After dinner, Claudia tried to convince everyone to have one last drink. But Ayers said he was tired, that he had an early meeting and wanted to work out first thing in the morning. That was four.

She was drunk. No, not drunk. Tipsy. Not puking, falling down, ugly drunk, of course—never that. But she was bouncy, giggly, silly. OTM was the code Claudia and her girlfriends used: One. Too. Many. OTM and you might get teary, telling your friends how much you love them, or laugh too loud, or dance with abandon—even though you were a terrible dancer. Which was fine under most circumstances. Perhaps not with your in-laws. But any more and you were going to regret it. Any more and tomorrow was going to be a bad day. Maybe that was the real reason Ayers wanted to go home. Because for his mother, there were limits. Pressed linen, it creased terribly. You could never tell if crinoline had been hugged too long or too tight. I love my mother, Ayers often said, as if such a thing needed saying. But I remember as a kid that she only had so much patience for affection. Claudia had no idea what that meant. Why would you need patience for affection? Claudia had maybe drifted too close to the line; there had been lots of hugging and declarations of affection (from Claudia to Sophie), and maybe Sophie was getting a little stiff. Anyway, if Claudia hadn’t been OTM, she might have noticed as soon as she came home what they only noticed later: That the lights in the kitchen were on, when they hadn’t been before. That a coat had been knocked from one of the hooks on the wall beneath the stairs. If she hadn’t been OTM, she might have seen those things and deduced the truth before it was too late. There was someone in the apartment. That was five.

Ayers was still outside, and Claudia came into the apartment alone. Claudia had taken on Mrs. Swanson, their impossibly elderly landlord. Which meant that she often loaned Ayers out to her. Oh, Ayers will help you with that. Won’t you, honey? They helped her with small things—like changing lightbulbs and getting dead mice away from Mittens, her ginger tabby. When Claudia was at the store, she often picked up eggs, bread, and 2 percent milk, dropping them off on her way upstairs. Usually Ashley, Mrs. Swanson’s daughter came to take the trash out. But Ashley was sick with the flu that night, so Ayers had promised to do it. That’s what he was doing. That was why Claudia went alone into their apartment. That was six.

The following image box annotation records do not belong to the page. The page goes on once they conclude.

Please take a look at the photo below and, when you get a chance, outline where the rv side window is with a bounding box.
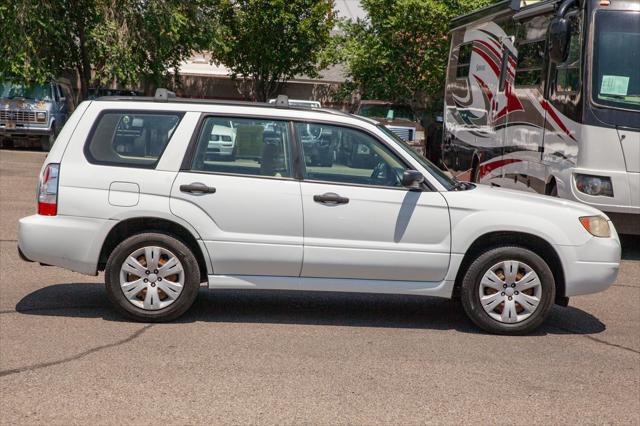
[554,15,582,94]
[456,43,473,78]
[516,39,545,86]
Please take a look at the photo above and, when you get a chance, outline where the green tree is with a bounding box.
[0,0,219,98]
[336,0,493,107]
[210,0,335,101]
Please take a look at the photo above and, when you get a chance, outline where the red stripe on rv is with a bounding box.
[478,158,522,178]
[473,47,500,77]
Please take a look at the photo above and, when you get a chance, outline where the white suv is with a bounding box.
[19,90,620,334]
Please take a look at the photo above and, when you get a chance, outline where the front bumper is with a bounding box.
[18,215,117,275]
[554,226,621,297]
[560,168,640,215]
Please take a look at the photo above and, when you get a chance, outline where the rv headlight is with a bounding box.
[575,173,613,197]
[580,216,611,238]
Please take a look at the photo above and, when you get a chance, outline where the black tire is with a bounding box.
[460,246,556,335]
[471,160,480,183]
[105,232,200,322]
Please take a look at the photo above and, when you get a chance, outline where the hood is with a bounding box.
[371,117,424,130]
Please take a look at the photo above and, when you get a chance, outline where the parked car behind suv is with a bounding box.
[0,79,73,151]
[18,91,620,334]
[355,100,427,156]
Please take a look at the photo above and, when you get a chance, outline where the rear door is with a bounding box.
[294,123,450,281]
[171,116,303,277]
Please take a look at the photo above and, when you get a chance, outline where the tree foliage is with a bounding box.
[211,0,335,101]
[336,0,493,110]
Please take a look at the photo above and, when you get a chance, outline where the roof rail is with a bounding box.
[276,95,289,108]
[153,88,176,102]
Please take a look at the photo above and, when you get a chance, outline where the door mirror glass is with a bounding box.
[402,170,424,189]
[549,18,571,63]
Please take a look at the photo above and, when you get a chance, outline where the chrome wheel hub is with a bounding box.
[120,246,184,310]
[478,260,542,323]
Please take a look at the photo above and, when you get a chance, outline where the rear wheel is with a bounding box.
[461,247,555,334]
[105,233,200,322]
[40,133,56,152]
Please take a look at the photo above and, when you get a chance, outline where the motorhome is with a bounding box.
[442,0,640,234]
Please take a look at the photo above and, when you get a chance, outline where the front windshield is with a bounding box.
[592,10,640,110]
[378,124,457,191]
[358,105,415,121]
[0,81,51,101]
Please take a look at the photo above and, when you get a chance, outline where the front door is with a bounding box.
[171,116,302,277]
[295,123,450,281]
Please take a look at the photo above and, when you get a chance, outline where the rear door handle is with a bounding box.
[313,192,349,204]
[180,182,216,194]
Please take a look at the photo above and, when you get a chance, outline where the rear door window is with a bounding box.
[85,111,182,168]
[191,116,292,178]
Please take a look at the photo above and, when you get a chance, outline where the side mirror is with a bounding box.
[402,170,424,190]
[549,17,571,64]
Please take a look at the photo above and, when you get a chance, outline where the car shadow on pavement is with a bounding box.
[16,283,606,335]
[620,235,640,260]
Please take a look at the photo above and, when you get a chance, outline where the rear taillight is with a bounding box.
[38,164,60,216]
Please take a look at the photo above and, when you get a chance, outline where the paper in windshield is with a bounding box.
[600,75,629,96]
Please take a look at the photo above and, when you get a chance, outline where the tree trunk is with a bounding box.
[78,22,91,100]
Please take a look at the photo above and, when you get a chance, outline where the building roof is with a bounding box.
[335,0,367,21]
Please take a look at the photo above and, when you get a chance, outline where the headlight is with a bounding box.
[575,173,613,197]
[580,216,611,238]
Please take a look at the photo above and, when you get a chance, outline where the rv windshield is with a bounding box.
[0,81,51,101]
[592,10,640,110]
[358,104,416,121]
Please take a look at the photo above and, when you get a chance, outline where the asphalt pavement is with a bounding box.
[0,150,640,425]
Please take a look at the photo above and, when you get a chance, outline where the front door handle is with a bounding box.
[313,192,349,204]
[180,182,216,194]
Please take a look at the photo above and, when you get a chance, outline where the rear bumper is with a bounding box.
[18,215,117,275]
[555,229,621,297]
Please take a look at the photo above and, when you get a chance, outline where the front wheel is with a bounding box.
[105,233,200,322]
[461,247,556,335]
[40,132,56,152]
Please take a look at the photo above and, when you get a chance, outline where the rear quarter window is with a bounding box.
[85,111,183,169]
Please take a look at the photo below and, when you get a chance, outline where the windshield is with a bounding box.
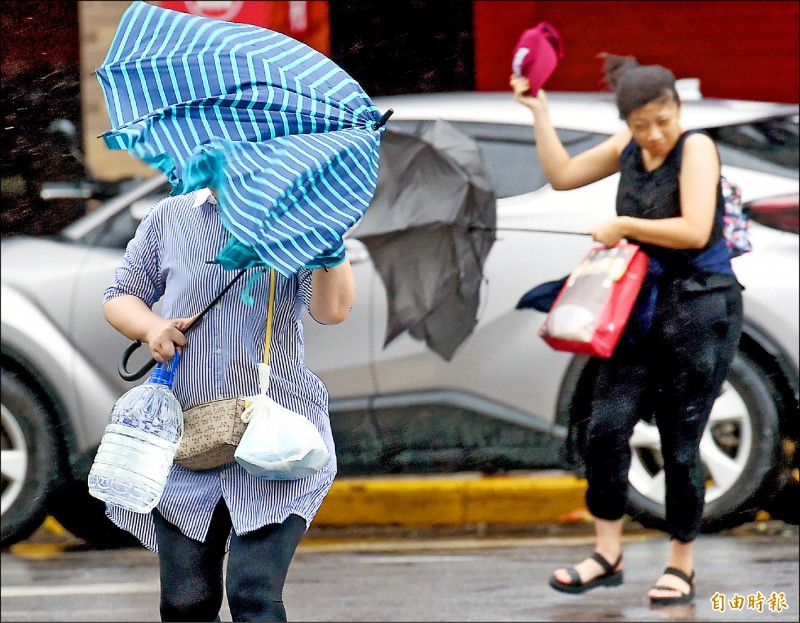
[708,115,799,177]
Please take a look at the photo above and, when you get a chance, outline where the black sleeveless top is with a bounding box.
[617,130,725,263]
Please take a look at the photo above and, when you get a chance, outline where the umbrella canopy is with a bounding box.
[97,1,387,276]
[353,120,497,361]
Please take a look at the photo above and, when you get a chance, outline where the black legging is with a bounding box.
[586,281,742,542]
[153,499,306,621]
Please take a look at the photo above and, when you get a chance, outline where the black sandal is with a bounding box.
[550,552,622,594]
[650,567,694,606]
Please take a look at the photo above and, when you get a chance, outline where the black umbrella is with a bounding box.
[353,120,496,361]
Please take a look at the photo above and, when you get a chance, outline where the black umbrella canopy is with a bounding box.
[353,120,497,361]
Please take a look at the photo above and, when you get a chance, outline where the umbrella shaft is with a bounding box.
[469,225,591,236]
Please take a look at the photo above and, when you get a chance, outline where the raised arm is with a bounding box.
[510,76,631,190]
[308,259,356,324]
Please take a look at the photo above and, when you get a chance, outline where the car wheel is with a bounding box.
[628,355,788,532]
[1,370,60,547]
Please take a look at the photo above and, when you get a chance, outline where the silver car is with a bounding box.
[2,88,800,546]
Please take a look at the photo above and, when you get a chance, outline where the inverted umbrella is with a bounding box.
[97,1,390,276]
[353,120,497,361]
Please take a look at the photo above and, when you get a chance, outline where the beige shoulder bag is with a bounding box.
[175,269,277,470]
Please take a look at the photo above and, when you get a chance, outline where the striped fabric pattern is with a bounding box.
[97,0,384,276]
[104,190,336,551]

Stumbling up the narrow duplex stairs, she’d noticed a strange smell. Something musky. She dismissed it. That was one of the reasons she’d wanted to live in the East Village, in an apartment where the windows opened. The city had a smell, especially in summer. And it wasn’t just garbage and bums and dog piss. There were aromas from trees and flowers, from bakeries and fine restaurants, from baristas and something else, hot asphalt and rubber, something indefinably New York. And you couldn’t smell it in Midtown. She thought absently on entering—see, she did it even then—had she forgotten to close the window? Was she too exuberant with Sophie? Was Ayers embarrassed of her? Maybe she shouldn’t have told that story about her friend Misha who had recently dyed her unapologetically long underarm hair neon green and delighted in showing it off everywhere possible. Her absentmindedness often kept her from seeing things that were right in front of her. That was seven.